Contribution Guide

This document outlines how to contribute to this project. It details instructions on how to submit issues, bug reports and patches.

Before you participate in the community, you should also agree to respect the code of conduct, shipped in CODE_OF_CONDUCT.rst in the source code.

Positive feedback

Even if you have no changes, suggestions, documentation or bug reports to submit, even just positive feedback like “it works” goes a long way. It shows the project is being used and gives instant gratification to contributors. So we welcome emails that tell us of your positive experiences with the project or just thank you notes. Contact maintainers directly or submit a closed issue with your story. You can also send your “thanks” through

Issues and bug reports

We want you to report issues you find in the software. It is a recognized and important part of contributing to this project. All issues will be read and replied to politely and professionally. Issues and bug reports should be filed on the issue tracker.

Issue triage

Issue triage is a useful contribution as well. You can review the issues in the project page and, for each issue:

  • try to reproduce the issue, if it is not reproducible, label it with help-wanted and explain the steps taken to reproduce

  • if information is missing, label it with invalid and request specific information

  • if the feature request is not within the scope of the project or should be refused for other reasons, use the wontfix label and close the issue

  • mark feature requests with the enhancement label, bugs with bug, duplicates with duplicate and so on…

Note that some of those operations are available only to project maintainers, see below for the different statuses.

Security issues

Security issues should first be disclosed privately to the project maintainers, which support receiving encrypted emails through the usual OpenPGP key discovery mechanisms.

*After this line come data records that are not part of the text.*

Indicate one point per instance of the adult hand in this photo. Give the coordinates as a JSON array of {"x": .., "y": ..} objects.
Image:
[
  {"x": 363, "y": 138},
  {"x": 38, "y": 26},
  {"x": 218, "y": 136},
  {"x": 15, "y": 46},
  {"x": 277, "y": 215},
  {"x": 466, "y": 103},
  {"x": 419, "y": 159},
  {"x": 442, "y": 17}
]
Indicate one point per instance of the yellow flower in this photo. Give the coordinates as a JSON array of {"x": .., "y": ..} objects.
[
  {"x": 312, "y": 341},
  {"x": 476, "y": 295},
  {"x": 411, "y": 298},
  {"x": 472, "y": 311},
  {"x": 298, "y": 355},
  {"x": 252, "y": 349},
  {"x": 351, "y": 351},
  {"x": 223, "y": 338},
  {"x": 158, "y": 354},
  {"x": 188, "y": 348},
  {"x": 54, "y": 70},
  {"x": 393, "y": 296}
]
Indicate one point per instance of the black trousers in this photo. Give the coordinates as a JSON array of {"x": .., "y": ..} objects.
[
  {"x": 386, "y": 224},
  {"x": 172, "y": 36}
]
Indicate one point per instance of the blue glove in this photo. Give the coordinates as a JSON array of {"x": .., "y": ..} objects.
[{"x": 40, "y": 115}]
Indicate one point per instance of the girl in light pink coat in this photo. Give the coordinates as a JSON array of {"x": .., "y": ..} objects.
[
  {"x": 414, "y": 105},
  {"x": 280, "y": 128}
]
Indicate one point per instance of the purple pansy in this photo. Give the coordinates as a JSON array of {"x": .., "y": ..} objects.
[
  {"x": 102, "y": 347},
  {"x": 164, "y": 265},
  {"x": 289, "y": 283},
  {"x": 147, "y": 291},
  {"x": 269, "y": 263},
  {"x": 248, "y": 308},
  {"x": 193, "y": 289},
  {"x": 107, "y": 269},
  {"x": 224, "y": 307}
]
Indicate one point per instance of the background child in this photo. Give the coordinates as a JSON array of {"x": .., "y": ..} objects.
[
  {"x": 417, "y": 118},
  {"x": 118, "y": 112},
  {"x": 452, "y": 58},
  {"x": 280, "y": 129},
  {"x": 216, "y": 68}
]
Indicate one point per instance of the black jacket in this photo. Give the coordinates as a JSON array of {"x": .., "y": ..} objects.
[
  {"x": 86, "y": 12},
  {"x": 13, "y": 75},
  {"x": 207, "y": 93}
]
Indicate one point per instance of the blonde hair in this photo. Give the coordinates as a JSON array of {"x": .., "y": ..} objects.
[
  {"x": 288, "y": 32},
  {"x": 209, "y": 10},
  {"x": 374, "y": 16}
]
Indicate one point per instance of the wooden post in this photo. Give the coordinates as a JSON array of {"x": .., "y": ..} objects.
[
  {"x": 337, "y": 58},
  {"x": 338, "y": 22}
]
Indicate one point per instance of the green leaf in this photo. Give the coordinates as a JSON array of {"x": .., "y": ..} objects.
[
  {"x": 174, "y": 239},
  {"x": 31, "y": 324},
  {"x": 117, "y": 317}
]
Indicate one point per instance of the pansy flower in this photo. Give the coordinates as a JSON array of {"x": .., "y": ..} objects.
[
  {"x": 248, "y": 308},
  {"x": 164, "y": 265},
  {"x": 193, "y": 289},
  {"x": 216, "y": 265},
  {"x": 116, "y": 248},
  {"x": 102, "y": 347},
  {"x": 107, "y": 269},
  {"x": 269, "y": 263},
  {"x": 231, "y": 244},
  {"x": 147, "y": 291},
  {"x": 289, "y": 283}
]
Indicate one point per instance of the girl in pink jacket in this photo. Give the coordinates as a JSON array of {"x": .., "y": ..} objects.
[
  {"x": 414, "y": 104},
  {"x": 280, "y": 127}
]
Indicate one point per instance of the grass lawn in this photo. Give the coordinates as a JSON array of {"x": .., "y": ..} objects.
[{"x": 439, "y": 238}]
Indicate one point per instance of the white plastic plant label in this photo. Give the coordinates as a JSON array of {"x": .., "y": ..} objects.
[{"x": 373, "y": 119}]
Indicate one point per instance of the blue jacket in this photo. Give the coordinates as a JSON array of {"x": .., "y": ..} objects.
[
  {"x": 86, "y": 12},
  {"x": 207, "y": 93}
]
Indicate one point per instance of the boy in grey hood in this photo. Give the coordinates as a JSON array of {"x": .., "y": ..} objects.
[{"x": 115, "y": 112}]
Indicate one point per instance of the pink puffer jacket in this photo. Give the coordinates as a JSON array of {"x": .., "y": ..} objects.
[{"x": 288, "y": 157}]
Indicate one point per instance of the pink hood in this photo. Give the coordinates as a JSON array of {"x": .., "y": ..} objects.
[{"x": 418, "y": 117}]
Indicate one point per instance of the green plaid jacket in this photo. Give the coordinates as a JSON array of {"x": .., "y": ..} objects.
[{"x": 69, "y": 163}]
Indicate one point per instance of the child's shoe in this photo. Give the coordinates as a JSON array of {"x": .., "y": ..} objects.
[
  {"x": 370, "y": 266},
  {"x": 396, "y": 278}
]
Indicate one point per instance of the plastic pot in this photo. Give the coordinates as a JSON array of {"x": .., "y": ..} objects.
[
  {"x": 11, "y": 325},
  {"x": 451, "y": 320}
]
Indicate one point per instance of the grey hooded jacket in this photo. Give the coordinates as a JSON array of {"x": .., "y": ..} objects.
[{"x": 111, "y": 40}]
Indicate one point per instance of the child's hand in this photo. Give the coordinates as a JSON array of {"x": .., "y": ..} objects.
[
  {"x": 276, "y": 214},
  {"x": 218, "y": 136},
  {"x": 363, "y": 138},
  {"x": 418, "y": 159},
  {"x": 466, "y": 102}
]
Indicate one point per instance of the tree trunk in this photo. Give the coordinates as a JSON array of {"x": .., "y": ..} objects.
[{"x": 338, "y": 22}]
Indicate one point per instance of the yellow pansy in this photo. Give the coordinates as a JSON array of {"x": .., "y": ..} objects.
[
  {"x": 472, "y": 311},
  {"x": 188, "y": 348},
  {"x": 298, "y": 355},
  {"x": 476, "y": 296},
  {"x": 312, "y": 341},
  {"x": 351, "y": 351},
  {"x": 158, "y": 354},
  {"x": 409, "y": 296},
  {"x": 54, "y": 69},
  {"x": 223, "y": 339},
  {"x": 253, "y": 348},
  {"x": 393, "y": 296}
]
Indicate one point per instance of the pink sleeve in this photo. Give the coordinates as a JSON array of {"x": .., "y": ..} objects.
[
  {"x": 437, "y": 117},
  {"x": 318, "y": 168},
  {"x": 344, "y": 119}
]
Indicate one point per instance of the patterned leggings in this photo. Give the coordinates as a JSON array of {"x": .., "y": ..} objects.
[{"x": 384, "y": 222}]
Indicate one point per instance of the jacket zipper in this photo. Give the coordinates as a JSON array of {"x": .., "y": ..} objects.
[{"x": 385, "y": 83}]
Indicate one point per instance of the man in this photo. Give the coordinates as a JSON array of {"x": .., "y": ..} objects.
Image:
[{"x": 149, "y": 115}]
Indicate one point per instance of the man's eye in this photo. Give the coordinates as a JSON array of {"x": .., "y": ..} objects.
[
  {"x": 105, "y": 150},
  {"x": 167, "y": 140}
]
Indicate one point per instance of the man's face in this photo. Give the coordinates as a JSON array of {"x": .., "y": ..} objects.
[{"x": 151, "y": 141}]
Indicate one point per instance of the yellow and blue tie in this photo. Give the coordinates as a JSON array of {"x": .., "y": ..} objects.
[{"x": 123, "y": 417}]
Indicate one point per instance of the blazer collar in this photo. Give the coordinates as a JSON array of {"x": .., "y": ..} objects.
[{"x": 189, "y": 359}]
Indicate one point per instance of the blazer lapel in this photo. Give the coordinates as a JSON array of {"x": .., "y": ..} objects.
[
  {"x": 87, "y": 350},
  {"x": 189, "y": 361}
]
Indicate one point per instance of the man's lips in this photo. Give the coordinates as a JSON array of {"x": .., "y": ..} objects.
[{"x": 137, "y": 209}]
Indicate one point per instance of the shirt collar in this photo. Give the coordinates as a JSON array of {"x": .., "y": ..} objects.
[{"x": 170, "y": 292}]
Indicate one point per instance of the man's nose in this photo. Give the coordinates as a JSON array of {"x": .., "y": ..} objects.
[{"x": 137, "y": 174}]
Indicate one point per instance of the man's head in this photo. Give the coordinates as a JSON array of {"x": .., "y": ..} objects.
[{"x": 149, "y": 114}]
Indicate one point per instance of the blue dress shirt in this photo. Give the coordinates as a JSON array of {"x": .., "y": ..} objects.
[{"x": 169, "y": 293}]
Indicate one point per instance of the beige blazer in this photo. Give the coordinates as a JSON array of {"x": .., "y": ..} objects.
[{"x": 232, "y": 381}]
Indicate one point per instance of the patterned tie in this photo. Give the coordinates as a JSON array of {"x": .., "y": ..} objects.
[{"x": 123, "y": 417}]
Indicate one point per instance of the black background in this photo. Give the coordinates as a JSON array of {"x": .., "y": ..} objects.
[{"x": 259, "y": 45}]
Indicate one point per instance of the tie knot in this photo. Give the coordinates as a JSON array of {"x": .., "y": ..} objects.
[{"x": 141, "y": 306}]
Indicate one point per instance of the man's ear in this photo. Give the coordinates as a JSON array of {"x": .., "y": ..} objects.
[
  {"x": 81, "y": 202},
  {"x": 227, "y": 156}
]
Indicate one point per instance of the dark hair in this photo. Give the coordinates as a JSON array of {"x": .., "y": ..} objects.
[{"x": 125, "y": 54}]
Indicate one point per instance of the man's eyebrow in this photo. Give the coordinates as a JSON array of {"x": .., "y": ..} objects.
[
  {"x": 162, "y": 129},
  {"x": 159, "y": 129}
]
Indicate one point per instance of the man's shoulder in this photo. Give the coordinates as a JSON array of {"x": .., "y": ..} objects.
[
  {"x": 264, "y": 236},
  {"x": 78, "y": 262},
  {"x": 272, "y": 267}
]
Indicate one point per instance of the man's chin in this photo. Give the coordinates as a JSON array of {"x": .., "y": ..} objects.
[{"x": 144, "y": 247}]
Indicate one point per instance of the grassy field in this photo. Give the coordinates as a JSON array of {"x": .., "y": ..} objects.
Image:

This project cannot currently afford bounties for security issues. We would still ask that you coordinate disclosure, giving the project a reasonable delay to produce a fix and prepare a release before public disclosure.

Public recognition will be given to reporters security issues if desired. We otherwise agree with the Disclosure Guidelines of the HackerOne project, at the time of writing.


Patches can be submitted through pull requests on the project page.

Some guidelines for patches:

  • A patch should be a minimal and accurate answer to exactly one identified and agreed problem.

  • A patch must compile cleanly and pass project self-tests on all target platforms.

  • A patch commit message must consist of a single short (less than 50 characters) line stating a summary of the change, followed by a blank line and then a description of the problem being solved and its solution, or a reason for the change. Write more information, not less, in the commit log.

  • Patches should be reviewed by at least one maintainer before being merged.

Project maintainers should merge their own patches only when they have been approved by other maintainers, unless there is no response within a reasonable timeframe (roughly one week) or there is an urgent change to be done (e.g. security or data loss issue).

As an exception to this rule, this specific document cannot be changed without the consensus of all administrators of the project.

Note: Those guidelines were inspired by the Collective Code Construction Contract. The document was found to be a little too complex and hard to read and wasn’t adopted in its entirety. See this discussion for more information.

Patch triage

You can also review existing pull requests, by cloning the contributor’s repository and testing it. If the tests do not pass (either locally or in Travis), if the patch is incomplete or otherwise does not respect the above guidelines, submit a review with “changes requested” with reasoning.


There are three levels of membership in the project, Administrator (also known as “Owner” in GitHub), Maintainer (also known as “Member”), or regular users (everyone with or without a GitHub account). Anyone is welcome to contribute to the project within the guidelines outlined in this document, regardless of their status, and that includes regular users.

Maintainers can:

  • do everything regular users can

  • review, push and merge pull requests

  • edit and close issues

Administrators can:

  • do everything maintainers can

  • add new maintainers

  • promote maintainers to administrators

Regular users can be promoted to maintainers if they contribute to the project, either by participating in issues, documentation or pull requests.

Maintainers can be promoted to administrators when they have given significant contributions for a sustained timeframe, by consensus of the current administrators. This process should be open and decided as any other issue.

Maintainers can be demoted by administrators and administrators can be demoted by the other administrators’ consensus. Unresponsive maintainers or administrators can be removed after a month unless they specifically announced a leave.